Chase got very still for a moment, still enough to remind Jody of how Aunt Belle had been when she saw the silver horse. Her heart pounded as she waited to see what harsh judgment he would make on this dramatic announcement of hers.
“Have you been seeing him?”
“Yes.”
“When?”
“Every chance we get, Uncle Chase.”
“Where?”
“Any place we can find.”
“Those weekend trips you take to see friends…?”
“Right. Those.”
He stared at her without speaking for a long moment. “When did this start?”

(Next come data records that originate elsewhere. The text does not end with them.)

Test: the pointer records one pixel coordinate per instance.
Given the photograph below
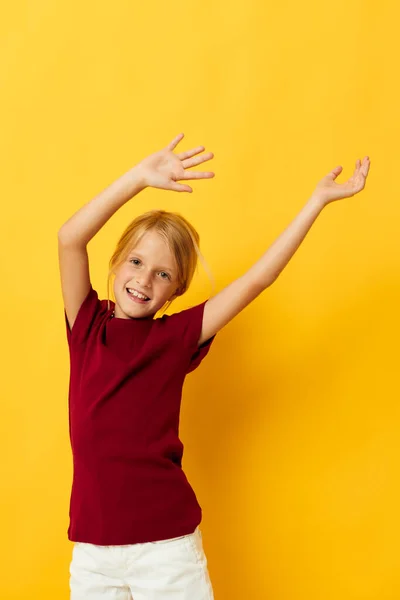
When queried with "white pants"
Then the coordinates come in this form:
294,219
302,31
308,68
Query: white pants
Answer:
175,569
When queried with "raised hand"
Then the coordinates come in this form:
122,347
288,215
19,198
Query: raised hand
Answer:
164,169
328,190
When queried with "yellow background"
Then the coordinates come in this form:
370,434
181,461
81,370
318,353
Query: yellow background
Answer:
291,424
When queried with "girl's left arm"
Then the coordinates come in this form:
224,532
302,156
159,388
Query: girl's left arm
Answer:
224,306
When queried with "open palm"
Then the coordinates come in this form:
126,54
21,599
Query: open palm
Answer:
164,169
329,190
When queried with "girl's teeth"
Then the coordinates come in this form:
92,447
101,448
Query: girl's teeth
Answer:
134,293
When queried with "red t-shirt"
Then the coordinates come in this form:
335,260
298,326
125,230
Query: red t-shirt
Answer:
126,378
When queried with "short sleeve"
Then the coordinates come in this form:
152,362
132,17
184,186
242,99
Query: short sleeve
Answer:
89,309
187,326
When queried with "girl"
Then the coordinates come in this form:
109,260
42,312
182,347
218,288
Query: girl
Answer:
134,518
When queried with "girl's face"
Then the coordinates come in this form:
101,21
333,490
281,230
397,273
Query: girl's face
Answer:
150,269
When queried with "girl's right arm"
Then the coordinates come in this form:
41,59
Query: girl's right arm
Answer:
161,170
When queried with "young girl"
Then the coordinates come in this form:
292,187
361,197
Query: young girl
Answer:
134,517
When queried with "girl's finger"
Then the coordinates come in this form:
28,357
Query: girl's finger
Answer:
365,165
190,153
180,187
192,162
172,145
198,175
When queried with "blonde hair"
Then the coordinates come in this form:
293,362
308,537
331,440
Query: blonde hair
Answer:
181,237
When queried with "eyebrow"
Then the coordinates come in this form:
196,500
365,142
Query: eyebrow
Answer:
134,253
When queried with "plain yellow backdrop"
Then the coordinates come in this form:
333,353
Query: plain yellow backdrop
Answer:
291,424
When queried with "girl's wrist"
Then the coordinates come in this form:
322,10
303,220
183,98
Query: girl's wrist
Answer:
137,178
317,200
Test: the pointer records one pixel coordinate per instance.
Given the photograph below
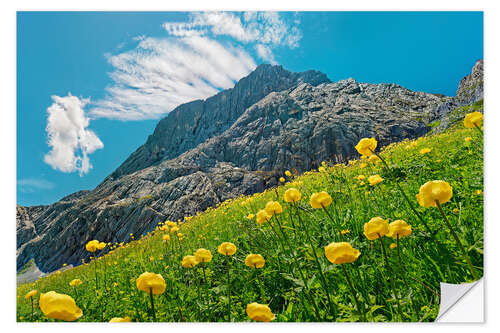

“When we were children, I think. We’ve always felt drawn to each other.” Jody looked at her uncle and then at her grandmother. They didn’t know how she and Collin talked and talked and talked, examining their strangely intertwined lives from both of their points of view, seeking and finding understanding in each other that they’d never found in anybody else. She took a deep breath. “He’s the happiness that follows all the sadness. I never used to think that was possible for me-or for anybody, not really-and I know it’s still no fairy tale. I know bad things will come into our lives, as they do in everybody else’s life, but-” She was near tears, wanting so much to convince them. “In the tough times, it’s his hand I want to hold. I have to tell you one of the reasons he worked so hard to get his father out of prison. Yes, it was for the principle of justice. Yes, it was because he knew Billy didn’t do it. Yes, it was for his mother. But he also did it because he believed it was the only way to force a new investigation. And the real reason Collin wanted a new investigation was because he thought that otherwise I’d never know what happened to my mother.”
When she saw them frowning as if they didn’t quite understand what she was saying, Jody took another deep breath as if she were on a horse and lining up to jump a final fence.